Rhiannon’s eyes and then brain fogged.
She clung to her final image of Snickers abandoned on the street; that way, when she woke up, she’d remember exactly what she had to do.
She noticed they didn’t let her hit ground when she finally gave in and slumped forward.
CHAPTER TWENTY-FOUR
WILL
In the end, One Ear did actually draw them a map. Surrounded by candles in the lounge of the hotel, they all hunched over to study it.
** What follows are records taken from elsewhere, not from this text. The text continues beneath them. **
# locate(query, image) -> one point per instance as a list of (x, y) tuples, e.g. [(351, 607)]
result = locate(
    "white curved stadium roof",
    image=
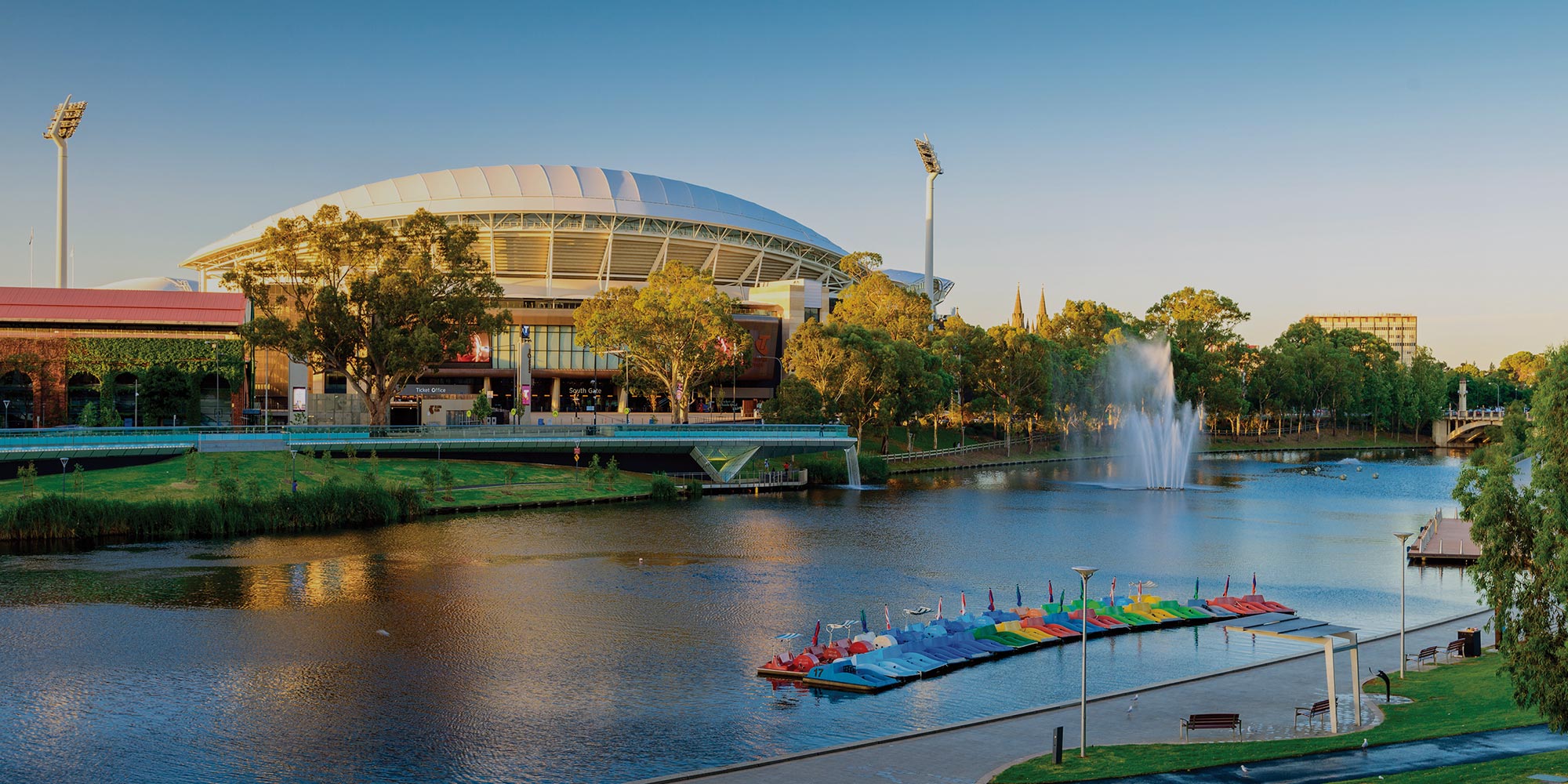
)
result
[(545, 189)]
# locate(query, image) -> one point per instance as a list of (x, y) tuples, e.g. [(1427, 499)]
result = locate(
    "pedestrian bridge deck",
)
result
[(720, 449)]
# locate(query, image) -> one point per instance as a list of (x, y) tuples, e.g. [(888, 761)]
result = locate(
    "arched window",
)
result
[(82, 390), (16, 393)]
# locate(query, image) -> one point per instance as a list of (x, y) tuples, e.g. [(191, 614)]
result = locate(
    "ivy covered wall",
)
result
[(49, 363)]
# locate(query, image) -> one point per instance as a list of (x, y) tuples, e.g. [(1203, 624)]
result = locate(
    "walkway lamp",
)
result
[(217, 402), (1086, 573), (1403, 570), (932, 170), (60, 129)]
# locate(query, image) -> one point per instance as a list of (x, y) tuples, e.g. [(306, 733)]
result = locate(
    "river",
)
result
[(611, 644)]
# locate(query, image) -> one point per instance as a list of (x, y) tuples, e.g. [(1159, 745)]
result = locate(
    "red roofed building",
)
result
[(62, 349)]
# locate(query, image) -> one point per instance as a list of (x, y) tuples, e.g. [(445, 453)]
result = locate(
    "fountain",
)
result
[(1156, 434)]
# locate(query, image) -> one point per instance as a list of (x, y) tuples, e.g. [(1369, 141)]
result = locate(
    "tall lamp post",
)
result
[(1403, 570), (60, 129), (1086, 573), (217, 401), (932, 170)]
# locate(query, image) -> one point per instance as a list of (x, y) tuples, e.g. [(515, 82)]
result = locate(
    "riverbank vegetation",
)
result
[(227, 495), (1448, 700), (876, 368), (1522, 534)]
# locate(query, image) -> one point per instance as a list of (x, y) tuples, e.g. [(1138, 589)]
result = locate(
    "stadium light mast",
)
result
[(60, 129), (932, 170)]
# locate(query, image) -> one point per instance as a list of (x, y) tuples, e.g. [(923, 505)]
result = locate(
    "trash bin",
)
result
[(1472, 639)]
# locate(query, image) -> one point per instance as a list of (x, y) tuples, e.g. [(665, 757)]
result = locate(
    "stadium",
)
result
[(556, 236)]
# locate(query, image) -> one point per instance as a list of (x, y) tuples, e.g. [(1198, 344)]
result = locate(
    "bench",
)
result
[(1318, 710), (1456, 650), (1426, 653), (1232, 722)]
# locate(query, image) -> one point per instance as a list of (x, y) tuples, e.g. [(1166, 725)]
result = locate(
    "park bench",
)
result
[(1232, 722), (1316, 710), (1431, 653), (1457, 650)]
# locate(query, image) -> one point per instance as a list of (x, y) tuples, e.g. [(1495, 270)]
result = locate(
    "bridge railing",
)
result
[(335, 434)]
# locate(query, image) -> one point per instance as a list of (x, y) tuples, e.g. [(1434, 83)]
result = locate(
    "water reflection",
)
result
[(619, 642)]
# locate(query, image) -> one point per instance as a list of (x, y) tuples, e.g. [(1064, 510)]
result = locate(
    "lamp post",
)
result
[(60, 129), (1403, 559), (932, 170), (1086, 573), (217, 402)]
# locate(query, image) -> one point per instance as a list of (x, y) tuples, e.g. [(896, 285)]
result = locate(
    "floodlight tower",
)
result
[(60, 129), (932, 170)]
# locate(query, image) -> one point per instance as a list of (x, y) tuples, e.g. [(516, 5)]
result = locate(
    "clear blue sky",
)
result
[(1299, 158)]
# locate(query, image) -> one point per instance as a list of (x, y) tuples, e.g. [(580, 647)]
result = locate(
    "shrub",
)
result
[(664, 488)]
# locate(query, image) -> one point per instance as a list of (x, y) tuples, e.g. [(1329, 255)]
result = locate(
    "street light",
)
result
[(1403, 570), (932, 170), (217, 402), (60, 129), (1086, 573)]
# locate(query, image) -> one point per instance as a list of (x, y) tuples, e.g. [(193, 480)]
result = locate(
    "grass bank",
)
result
[(1512, 771), (230, 495), (1448, 700)]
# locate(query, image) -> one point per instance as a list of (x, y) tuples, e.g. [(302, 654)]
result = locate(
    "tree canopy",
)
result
[(1523, 534), (379, 307)]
One Ear had obviously spent some time in art class as a kid, and took well to the crayons they’d provided; he used color liberally. The known population — blue for the bad guys, red for the other bad guys (who took Rhiannon and Snickers), and yellow for unknowns — seemed grouped around one main street. Heavily armed, barricaded checkpoints stood at the four main entry points to the city, and only one of them had a working gate.
That is, if they could trust One Ear, which Will for one certainly didn’t, not for a moment.
Rhiannon must have slipped through an unclaimed part of the city to get out, but they certainly weren’t getting a tank in that way.
“It’s all about offensive and defensive lines,” he murmured out loud, and resisted cradling his head in his hands out of hopelessness.
One Ear snorted and Big cuffed him on the back of the head. “Let the man talk it out. You never planned to invade a city either.”
Will’s head shot up as he figured through Big’s unwittingly accurate statement. One Ear avoided his gaze as he added details to the map.
“You guys didn’t need to invade. The city was just sitting there waiting for anybody to lay claim. Hell, it would have been chaos back then, what eight, nine months ago?”
Big nodded in agreement. One Ear was coloring in what looked like a large park surrounded by water with a large bridge spanning off it.
“No city has a park that big right in prime real estate,” Big bitched. “He’s lying to us, Tex. Let me remind him how to draw straight.”
“It’s there, Big. I saw it once, I was in town for a charity thing.” Will smiled at Big’s disbelief, and wondered at his ability to do so in this dark hour. Except it didn’t really feel that dark. He knew Rhiannon would do anything to keep Snickers safe. Hell, she threw herself off a damn cliff. So it was just Rhiannon’s safety he had to worry about, and if they all were right about her being a prized possession, then he had leeway. Well, until she pissed the highest bidder off enough for them to think about doing damage in order to control her.